Frankie Groleau, der noch um einen Vertrag in Mannheim kämpft und dem
Vernehmen nach gute Chancen hat, betonte, wie angeregt jeder sei von dem
neuen System. Natürlich werde man Zeit brauchen, um es umzusetzen, aber
die Stimmung im Team sei prächtig. Jeder habe Spaß, auch das vermehrte
Training könnte den nicht verderben. Im Gegenteil, jeder sei froh um
einen Coach, der eine gerade Linie vorgebe und mitreißen könnte. Noch
allerdings, gab Groleau zu Protokoll, befinde man sich zwischen beiden
Systemen, zu sehr stecke das alte in den Köpfen und in den Knochen, aber
das werde schon bald anders aussehen. Die Philosophie von Helmut de Raaf
begeistere die Spieler, alle wollten mitziehen und sich einbringen. Und
außerdem, fügte Groleau noch an, "lachen wir jetzt alle viel mehr als vorher."
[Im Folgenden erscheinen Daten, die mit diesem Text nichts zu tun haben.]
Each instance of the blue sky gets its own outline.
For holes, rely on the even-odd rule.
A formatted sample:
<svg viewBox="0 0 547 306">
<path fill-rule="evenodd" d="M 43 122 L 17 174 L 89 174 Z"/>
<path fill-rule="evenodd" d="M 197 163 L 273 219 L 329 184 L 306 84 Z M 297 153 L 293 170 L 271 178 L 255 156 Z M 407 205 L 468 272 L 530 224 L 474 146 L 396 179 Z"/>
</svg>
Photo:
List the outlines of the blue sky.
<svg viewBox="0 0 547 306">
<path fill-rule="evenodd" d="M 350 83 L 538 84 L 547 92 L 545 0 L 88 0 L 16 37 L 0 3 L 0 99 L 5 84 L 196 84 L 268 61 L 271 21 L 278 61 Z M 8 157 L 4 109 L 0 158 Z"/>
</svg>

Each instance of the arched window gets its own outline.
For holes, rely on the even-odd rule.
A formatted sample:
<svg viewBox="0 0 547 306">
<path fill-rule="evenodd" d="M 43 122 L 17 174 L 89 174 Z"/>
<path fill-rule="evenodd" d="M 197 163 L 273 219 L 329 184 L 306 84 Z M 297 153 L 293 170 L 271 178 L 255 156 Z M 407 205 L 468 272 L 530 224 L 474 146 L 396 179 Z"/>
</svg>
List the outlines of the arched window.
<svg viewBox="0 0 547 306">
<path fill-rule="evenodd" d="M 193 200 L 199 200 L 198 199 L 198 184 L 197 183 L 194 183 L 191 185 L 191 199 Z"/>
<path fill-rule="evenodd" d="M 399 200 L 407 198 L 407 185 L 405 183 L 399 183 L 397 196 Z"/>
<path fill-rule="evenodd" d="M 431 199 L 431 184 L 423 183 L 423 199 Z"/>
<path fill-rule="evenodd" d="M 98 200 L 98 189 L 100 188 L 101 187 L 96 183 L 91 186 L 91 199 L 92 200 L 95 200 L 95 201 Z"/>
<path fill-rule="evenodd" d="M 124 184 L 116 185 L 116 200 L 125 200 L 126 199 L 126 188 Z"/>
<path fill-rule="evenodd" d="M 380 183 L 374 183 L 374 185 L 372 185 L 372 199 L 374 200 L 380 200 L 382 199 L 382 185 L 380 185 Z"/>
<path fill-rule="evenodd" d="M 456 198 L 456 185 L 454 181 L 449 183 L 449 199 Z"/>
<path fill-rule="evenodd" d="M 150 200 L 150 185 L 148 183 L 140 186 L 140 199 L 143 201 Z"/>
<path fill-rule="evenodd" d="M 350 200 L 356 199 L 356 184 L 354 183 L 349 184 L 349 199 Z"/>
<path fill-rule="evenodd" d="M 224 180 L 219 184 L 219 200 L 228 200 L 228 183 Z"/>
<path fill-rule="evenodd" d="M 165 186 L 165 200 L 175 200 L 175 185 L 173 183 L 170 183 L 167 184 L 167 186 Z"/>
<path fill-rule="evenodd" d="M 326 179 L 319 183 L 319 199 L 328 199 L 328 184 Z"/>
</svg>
Auch Devin Edgerton betonte den Spaßfaktor, der viel zu lange gefehlt
habe. Sicherlich, es gäbe immer ein oder zwei Leute, denen passe gar
nichts, er selber aber habe das Gefühl, dass es Helmut de Raaf gelänge,
die Risse in der Mannschaft zu kitten, Gräben zuzuschütten und alle zu
motivieren. Alle seien bereit, hart zu arbeiten, das System des neuen
Coaches überzeuge, dafür investiere man gerne Arbeit, verzichte auf
Urlaub und versuche, topfit zu werden. Denn eines sei klar: Nur mit
einer Menge Kondition könne man das Offensivsystem spielen. Edgerton ist
sicher, dass alle mitmischen werden. Die Stimmung ist gut im Adler-Team.
Trotz der Niederlage, die man abgehakt hat. Positiv in die Zukunft zu
blicken, das ist das Gebot der Stunde, das alle wohl verinnerlicht
haben. Und insofern ist es eben doch ein Einstand nach Maß für de Raaf,
trotz der Niederlage. (Angelika von Bülow)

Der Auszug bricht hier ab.